Today, if one wish to learn any foreign languages – German, French, Spanish or Japanese – there are standardized, structured courses with uniform content for each level, which take the learner systematically right from the beginners to the most advanced stage of proficiency in that language. “For mastering a language generally about 700-800 hours of classroom teaching in about 6 levels are required. However, if one wishes to learn an Indian language such standardized courses and content are not available,” Dr. Surana pointed out.
With My Marathi books quality content for teaching material (textbook, workbook and DVD) has been prepared.
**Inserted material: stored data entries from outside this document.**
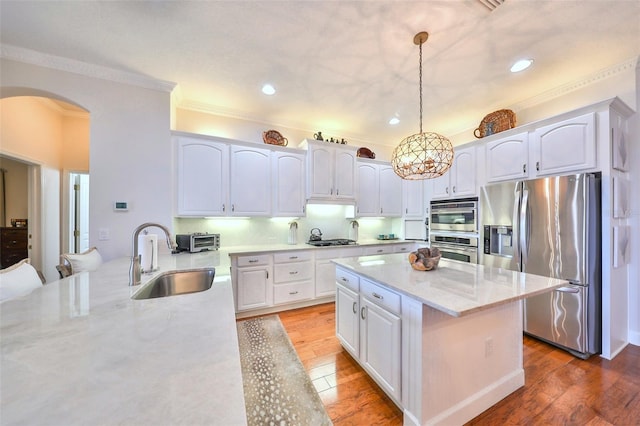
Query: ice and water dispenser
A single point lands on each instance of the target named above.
(498, 240)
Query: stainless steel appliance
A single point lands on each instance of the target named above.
(551, 227)
(331, 242)
(197, 242)
(457, 247)
(454, 215)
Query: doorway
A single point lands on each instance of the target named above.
(78, 212)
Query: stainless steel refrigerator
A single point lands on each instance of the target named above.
(551, 227)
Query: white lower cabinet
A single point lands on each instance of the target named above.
(253, 284)
(368, 325)
(293, 277)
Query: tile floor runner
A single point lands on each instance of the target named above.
(277, 390)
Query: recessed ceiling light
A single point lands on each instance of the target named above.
(521, 65)
(268, 89)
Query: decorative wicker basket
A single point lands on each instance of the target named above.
(496, 122)
(273, 137)
(424, 259)
(366, 153)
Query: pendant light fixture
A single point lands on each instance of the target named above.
(425, 155)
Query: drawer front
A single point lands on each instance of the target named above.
(292, 256)
(295, 271)
(257, 260)
(287, 293)
(381, 296)
(348, 279)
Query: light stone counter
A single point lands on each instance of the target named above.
(79, 351)
(455, 288)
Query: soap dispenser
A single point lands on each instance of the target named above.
(353, 230)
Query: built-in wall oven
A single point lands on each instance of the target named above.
(459, 215)
(456, 247)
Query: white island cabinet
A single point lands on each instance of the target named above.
(444, 345)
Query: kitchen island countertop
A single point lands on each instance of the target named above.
(453, 287)
(80, 351)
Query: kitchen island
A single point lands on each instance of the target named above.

A part-time Certificate Course in Communicative Marathi is starting at the Department of German. Teachers’ Training shall also commence soon.
“Teaching of Indian languages needs to be revolutionized,” said Dr. Surana adding that if substantive funding is available similar projects would be undertaken for Hindi and other Indian languages in the future.
The book, My Marathi, is an initiative of the Department of German, University of Mumbai and Granthali and will be available at all the major bookstalls as well as on the online platform – Flipkart.com and Amazon.com. “We are glad that Aamir Khan took the initiative to finance this prestigious project and became the chief donor. At Granthali, we continue our dedicated service for the cause of promoting reading habits by keeping alive the literary movement to educate and empower the readers,” asserted Mr Hinglaspurkar.
Established in 1974 by a group of people from different professions, Granthali’s success has largely because of its ability to change with the times, according to him. “Granthali is a unique publishing venture and has earned a place for itself as a Reader’s Movement in Maharashtra. Supporting this innovative Marathi language Teaching Project in promoting our four decade old literary movement financially will help us” Mr Hinglaspurkar appealed.